2. Responsable mais pas coupable
Évidemment, dans sa manière de procéder, Donald Trump a beau jeu de se placer au niveau de celui qui n’est responsable de rien, sauf de ce qui lui convient.
« Trump loves the rule of law. As long as it targets his enemies« (Richard Painter, dans le Washington Post du 31 mai).
Toujours en phase avec sa stratégie, il continue d’occuper le terrain en multipliant déclarations – quelles qu’elles soient – et attaques.
« Trump is right that free speech is in danger. But he won’t admit the danger is him« (Équipe éditoriale du Washington Post du 31 mai).
Il a beau jeu, enfin, d’user de la tactique bien connue qui consiste à trouver ou désigner des boucs émissaires. Qu’il s’agisse de la Chine pour avoir provoqué la pandémie ou des médias pour tout autre chose.
« Trump has sown hatred of the press. Now journalists are under assault from police, protesters« (Margaret Sullivan, dans le Washington Post du 31 mai).
3. Le règne de l’incertitude
Le succès de 2016 fut remporté d’une courte tête. Hillary Clinton remporta – certes de peu – le suffrage populaire mais les délégués choisirent majoritairement – mais de peu – Donald Trump. Donc, la question ici est celle commune à toutes les élections présidentielles : en dehors des socles respectifs, à qui ira le vote des indécis ? En 2016, ceux qui n’étaient pas satisfaits de leur sort ont choisi – et fait élire – le président actuel. Compte tenu de la violence de l’impact du COVID, dans quels état d’esprit seront-ils en novembre ?
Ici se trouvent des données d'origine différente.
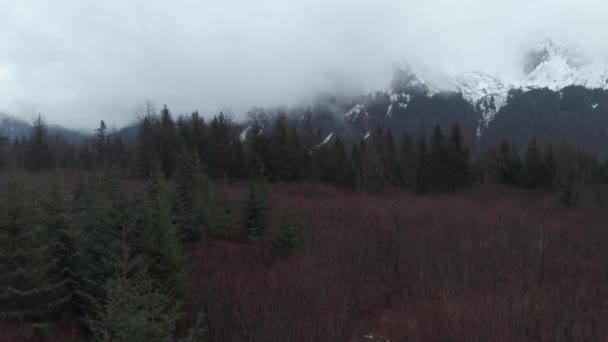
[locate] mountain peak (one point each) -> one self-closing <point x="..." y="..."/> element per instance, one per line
<point x="547" y="50"/>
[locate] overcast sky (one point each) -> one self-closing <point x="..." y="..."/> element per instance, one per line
<point x="77" y="62"/>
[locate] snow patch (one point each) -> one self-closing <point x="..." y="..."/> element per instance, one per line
<point x="243" y="135"/>
<point x="327" y="139"/>
<point x="355" y="110"/>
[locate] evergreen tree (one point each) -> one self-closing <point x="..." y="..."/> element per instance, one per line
<point x="288" y="235"/>
<point x="548" y="169"/>
<point x="157" y="238"/>
<point x="62" y="237"/>
<point x="509" y="168"/>
<point x="100" y="143"/>
<point x="26" y="287"/>
<point x="3" y="151"/>
<point x="460" y="174"/>
<point x="394" y="166"/>
<point x="533" y="171"/>
<point x="439" y="161"/>
<point x="422" y="166"/>
<point x="341" y="171"/>
<point x="256" y="209"/>
<point x="236" y="162"/>
<point x="192" y="197"/>
<point x="168" y="142"/>
<point x="408" y="160"/>
<point x="147" y="151"/>
<point x="101" y="213"/>
<point x="136" y="309"/>
<point x="39" y="151"/>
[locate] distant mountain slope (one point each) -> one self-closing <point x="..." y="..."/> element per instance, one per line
<point x="13" y="127"/>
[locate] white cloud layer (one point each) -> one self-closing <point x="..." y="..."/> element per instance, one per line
<point x="78" y="61"/>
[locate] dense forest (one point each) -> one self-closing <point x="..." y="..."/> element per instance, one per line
<point x="209" y="230"/>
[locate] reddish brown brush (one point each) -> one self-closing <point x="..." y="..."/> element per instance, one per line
<point x="487" y="265"/>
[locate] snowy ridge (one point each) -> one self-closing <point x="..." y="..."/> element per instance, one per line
<point x="243" y="135"/>
<point x="551" y="64"/>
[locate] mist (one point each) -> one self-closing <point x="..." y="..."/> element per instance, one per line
<point x="78" y="62"/>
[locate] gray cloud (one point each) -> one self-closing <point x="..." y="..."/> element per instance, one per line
<point x="80" y="61"/>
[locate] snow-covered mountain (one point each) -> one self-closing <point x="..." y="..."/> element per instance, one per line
<point x="548" y="64"/>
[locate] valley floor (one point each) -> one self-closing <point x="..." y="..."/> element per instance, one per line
<point x="489" y="264"/>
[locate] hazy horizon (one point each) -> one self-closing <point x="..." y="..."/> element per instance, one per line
<point x="77" y="63"/>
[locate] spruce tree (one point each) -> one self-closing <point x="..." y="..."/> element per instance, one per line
<point x="394" y="166"/>
<point x="157" y="235"/>
<point x="63" y="237"/>
<point x="532" y="167"/>
<point x="26" y="286"/>
<point x="439" y="161"/>
<point x="341" y="170"/>
<point x="192" y="197"/>
<point x="548" y="169"/>
<point x="256" y="209"/>
<point x="288" y="235"/>
<point x="39" y="156"/>
<point x="101" y="213"/>
<point x="168" y="142"/>
<point x="136" y="308"/>
<point x="422" y="166"/>
<point x="460" y="174"/>
<point x="408" y="161"/>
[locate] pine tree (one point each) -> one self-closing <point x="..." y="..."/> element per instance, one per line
<point x="3" y="151"/>
<point x="533" y="171"/>
<point x="62" y="237"/>
<point x="288" y="235"/>
<point x="101" y="143"/>
<point x="136" y="308"/>
<point x="39" y="151"/>
<point x="394" y="166"/>
<point x="192" y="197"/>
<point x="341" y="171"/>
<point x="422" y="166"/>
<point x="439" y="161"/>
<point x="168" y="142"/>
<point x="548" y="169"/>
<point x="460" y="173"/>
<point x="509" y="168"/>
<point x="147" y="151"/>
<point x="101" y="213"/>
<point x="256" y="209"/>
<point x="236" y="161"/>
<point x="26" y="287"/>
<point x="157" y="238"/>
<point x="408" y="160"/>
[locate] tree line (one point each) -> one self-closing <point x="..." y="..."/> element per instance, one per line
<point x="294" y="149"/>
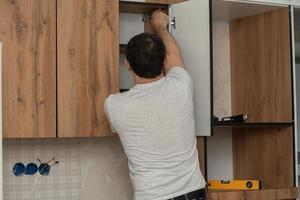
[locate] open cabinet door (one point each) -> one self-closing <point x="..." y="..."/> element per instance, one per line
<point x="192" y="32"/>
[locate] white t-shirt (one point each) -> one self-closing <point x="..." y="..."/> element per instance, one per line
<point x="156" y="126"/>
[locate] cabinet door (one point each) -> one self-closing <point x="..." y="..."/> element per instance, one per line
<point x="28" y="33"/>
<point x="88" y="63"/>
<point x="192" y="33"/>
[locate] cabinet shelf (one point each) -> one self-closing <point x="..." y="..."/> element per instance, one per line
<point x="251" y="124"/>
<point x="265" y="194"/>
<point x="140" y="8"/>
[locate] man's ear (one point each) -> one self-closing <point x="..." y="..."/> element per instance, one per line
<point x="127" y="65"/>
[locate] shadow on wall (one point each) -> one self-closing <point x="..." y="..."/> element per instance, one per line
<point x="89" y="168"/>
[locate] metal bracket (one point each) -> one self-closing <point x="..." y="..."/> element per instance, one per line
<point x="146" y="17"/>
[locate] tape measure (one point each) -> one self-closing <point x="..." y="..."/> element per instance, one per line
<point x="234" y="184"/>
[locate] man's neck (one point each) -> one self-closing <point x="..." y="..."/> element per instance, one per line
<point x="140" y="80"/>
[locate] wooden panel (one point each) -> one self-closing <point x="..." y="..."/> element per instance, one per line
<point x="28" y="33"/>
<point x="272" y="194"/>
<point x="265" y="154"/>
<point x="88" y="63"/>
<point x="261" y="67"/>
<point x="201" y="153"/>
<point x="165" y="1"/>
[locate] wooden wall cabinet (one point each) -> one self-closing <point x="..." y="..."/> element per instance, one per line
<point x="261" y="84"/>
<point x="28" y="33"/>
<point x="88" y="65"/>
<point x="60" y="62"/>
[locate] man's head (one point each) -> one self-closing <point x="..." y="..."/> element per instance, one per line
<point x="145" y="54"/>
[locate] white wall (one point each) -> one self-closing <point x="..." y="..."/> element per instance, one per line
<point x="89" y="169"/>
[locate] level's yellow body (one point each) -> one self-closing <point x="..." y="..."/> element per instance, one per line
<point x="234" y="185"/>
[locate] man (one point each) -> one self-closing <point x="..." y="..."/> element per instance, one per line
<point x="155" y="119"/>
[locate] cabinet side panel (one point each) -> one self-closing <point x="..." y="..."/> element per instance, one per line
<point x="192" y="33"/>
<point x="88" y="60"/>
<point x="28" y="33"/>
<point x="261" y="66"/>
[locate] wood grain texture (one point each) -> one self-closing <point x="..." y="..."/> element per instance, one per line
<point x="201" y="153"/>
<point x="265" y="154"/>
<point x="261" y="66"/>
<point x="88" y="65"/>
<point x="165" y="1"/>
<point x="28" y="33"/>
<point x="271" y="194"/>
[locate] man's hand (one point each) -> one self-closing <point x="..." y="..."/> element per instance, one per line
<point x="159" y="21"/>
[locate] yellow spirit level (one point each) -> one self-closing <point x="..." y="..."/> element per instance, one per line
<point x="234" y="185"/>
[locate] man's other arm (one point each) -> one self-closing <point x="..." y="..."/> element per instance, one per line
<point x="159" y="22"/>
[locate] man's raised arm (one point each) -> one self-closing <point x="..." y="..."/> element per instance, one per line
<point x="159" y="22"/>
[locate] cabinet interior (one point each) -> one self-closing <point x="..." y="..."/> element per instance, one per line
<point x="297" y="72"/>
<point x="252" y="74"/>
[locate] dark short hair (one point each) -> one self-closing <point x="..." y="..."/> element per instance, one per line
<point x="146" y="55"/>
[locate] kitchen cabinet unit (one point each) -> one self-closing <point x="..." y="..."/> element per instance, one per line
<point x="87" y="65"/>
<point x="28" y="33"/>
<point x="255" y="48"/>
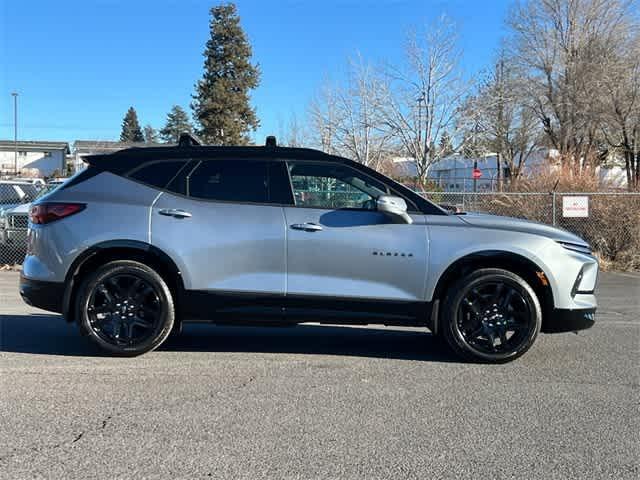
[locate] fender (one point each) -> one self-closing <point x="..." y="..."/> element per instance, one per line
<point x="142" y="248"/>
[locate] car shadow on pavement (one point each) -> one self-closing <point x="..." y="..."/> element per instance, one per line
<point x="50" y="335"/>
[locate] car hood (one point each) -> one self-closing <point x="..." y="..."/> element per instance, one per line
<point x="482" y="220"/>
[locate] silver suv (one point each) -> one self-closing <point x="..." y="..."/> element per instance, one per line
<point x="147" y="238"/>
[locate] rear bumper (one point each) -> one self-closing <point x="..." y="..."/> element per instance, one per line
<point x="564" y="320"/>
<point x="44" y="295"/>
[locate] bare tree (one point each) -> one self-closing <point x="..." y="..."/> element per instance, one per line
<point x="293" y="133"/>
<point x="564" y="48"/>
<point x="348" y="119"/>
<point x="498" y="119"/>
<point x="423" y="96"/>
<point x="621" y="106"/>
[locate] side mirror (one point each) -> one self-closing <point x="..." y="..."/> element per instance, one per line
<point x="394" y="207"/>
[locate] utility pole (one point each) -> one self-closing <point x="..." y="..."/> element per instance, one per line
<point x="15" y="131"/>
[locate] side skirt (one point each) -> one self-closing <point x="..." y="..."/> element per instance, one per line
<point x="273" y="309"/>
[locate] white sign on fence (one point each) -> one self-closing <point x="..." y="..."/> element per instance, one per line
<point x="574" y="207"/>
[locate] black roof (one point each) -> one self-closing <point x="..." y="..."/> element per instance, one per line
<point x="126" y="159"/>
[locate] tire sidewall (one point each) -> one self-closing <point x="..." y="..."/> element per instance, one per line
<point x="452" y="303"/>
<point x="147" y="274"/>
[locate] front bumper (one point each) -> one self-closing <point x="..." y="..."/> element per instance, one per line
<point x="564" y="320"/>
<point x="44" y="295"/>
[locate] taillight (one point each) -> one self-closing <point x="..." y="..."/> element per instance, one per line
<point x="50" y="212"/>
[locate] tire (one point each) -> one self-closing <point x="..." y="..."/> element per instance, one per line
<point x="126" y="308"/>
<point x="478" y="313"/>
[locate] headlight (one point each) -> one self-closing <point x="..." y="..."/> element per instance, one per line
<point x="577" y="247"/>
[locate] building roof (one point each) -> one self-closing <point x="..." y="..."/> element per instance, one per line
<point x="33" y="145"/>
<point x="107" y="146"/>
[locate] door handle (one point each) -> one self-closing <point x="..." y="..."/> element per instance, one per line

Qu’en sera-t-il du vote des minorités (majoritaires en certains endroits) ? Partagées en 2016, certaines d’entre elles pourraient bien se retrouver unies dans le ressentiment.
Quid du choix des grands électeurs, surtout lorsque le vote populaire sera serré ? A titre d’exemple, en 2002 une nette majorité de membres du Congrès, tant au Sénat qu’à la Chambre des Représentants a donné son aval à l’attaque militaire de l’Irak (qui débutera en 2003). Certains l’ont fait par pur calcul politique et en opposition avec leurs convictions et l’avis de la majorité de leurs électeurs ; ceux-ci l’ont payé cash en perdant leur siège lors des élections de 2004.
Donc ?
Et bien, tout est toujours possible : la route est encore longue. Cependant, Donald Trump se trouve, cette fois, en bien plus mauvaise posture que prévu.
A ceci prêt qu’il n’est pas certain que son rival, Joe Biden, soit de taille. A moins que celui-ci n’étudie à marche forcée le RETEX de Hillary Clinton, candidate malheureuse en 2008 et 2016 (What happened/Ça c’est passé comme ça (Fayard, 2017).